What is a cycloid? A cycloid is the curve traced by a point on the rim of a circle as it rolls along a straight line. It is the simplest member of the trochoid family and has notable physical properties, including being the solution to the brachistochrone problem.
Why does the pattern eventually close back on itself? The pattern closes when the ratio of the two circle radii is a rational number. The curve returns to its starting point after the rolling circle completes a whole number of revolutions matching the reduced fraction of the radii.
What determines the number of petals or loops?

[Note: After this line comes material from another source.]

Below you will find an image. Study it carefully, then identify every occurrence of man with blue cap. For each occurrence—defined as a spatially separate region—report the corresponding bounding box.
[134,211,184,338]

If the radius ratio is written as a reduced fraction R/r = p/q, the curve forms p cusps or petals before closing. The pen offset distance d controls whether those features are sharp cusps, rounded loops or gentle waves.
Is a Spirograph curve the same as a rose curve?

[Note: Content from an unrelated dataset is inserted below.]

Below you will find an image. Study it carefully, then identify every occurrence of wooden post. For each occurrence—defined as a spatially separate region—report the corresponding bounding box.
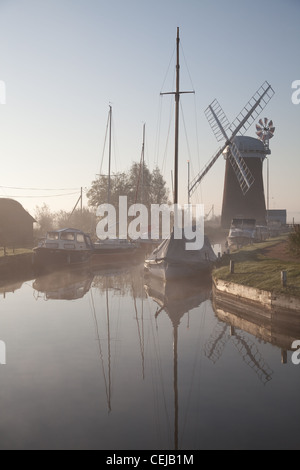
[281,270,287,287]
[281,349,287,365]
[230,260,235,274]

Not exactly. Rose curves are defined in polar form as r = a cos(k theta) and are a distinct family, though many Spirograph patterns visually resemble roses. Both belong to the broader world of mathematically generated decorative curves.
What is the role of the parameter d?
The parameter d is the distance of the drawing point from the centre of the rolling circle. When d equals the rolling radius the curve is a true cycloid or trochoid with cusps; smaller or larger values give curtate or prolate variants with smooth loops.

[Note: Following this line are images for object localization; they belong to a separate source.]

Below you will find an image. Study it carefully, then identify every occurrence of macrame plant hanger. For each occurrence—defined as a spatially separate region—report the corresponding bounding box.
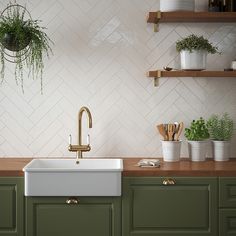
[0,0,32,63]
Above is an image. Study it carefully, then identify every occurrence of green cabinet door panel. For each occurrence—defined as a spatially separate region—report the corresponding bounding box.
[0,177,24,236]
[26,196,121,236]
[219,177,236,208]
[219,209,236,236]
[122,177,217,236]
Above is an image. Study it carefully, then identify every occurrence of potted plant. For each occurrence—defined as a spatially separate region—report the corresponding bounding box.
[176,34,219,70]
[0,4,53,93]
[185,117,210,162]
[207,113,234,161]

Can Spirograph patterns be described with Fourier series?
Yes. Because the equations are sums of sine and cosine terms, trochoids are naturally expressed as combinations of rotating vectors, the same epicycle idea that underpins Fourier analysis and the historical Ptolemaic model of planetary motion.
Who invented the Spirograph?
The toy was developed by British engineer Denys Fisher and released in the mid 1960s. The underlying mathematics of trochoids, however, dates back centuries to mathematicians such as Albrecht Durer and the study of cycloids by Galileo and others.
Are these curves used outside of art and toys?
Yes. Epicycloid and hypocycloid profiles appear in gear tooth design, cycloidal drives, the Wankel rotary engine and anti-counterfeiting guilloche patterns on banknotes and certificates.
What happens if the radius ratio is irrational?
If the ratio of the radii is irrational the curve never exactly closes. It keeps tracing new positions and, given infinite time, would densely fill an annular region without ever repeating, illustrating a link to dynamical systems.
Try It Yourself
The best way to build intuition is to vary the radii and pen offset and watch the behaviour change in real time. Explore these interactive simulations:
- cardioid-spirograph — generate hypotrochoids and epitrochoids by adjusting the gear ratios.
- rose-curve — compare the closely related polar rose family.
- fourier-epicycles — see how rotating vectors build up curves, linking Spirographs to Fourier analysis.
Conclusion
Spirograph patterns reward a closer look: behind every loop and petal lies a compact set of parametric equations governed by two radii and a pen offset. The hypotrochoid, epitrochoid and cycloid are all expressions of the same simple idea — a circle rolling against a line or another circle — yet they connect to gear engineering, rotary engines, security printing and the rotating-vector mathematics of Fourier series. Whether you treat them as art, as geometry or as a gateway to dynamical systems, these curves show how a humble toy can encode genuinely deep and beautiful mathematics. Experiment with the simulations above to see the equations come alive.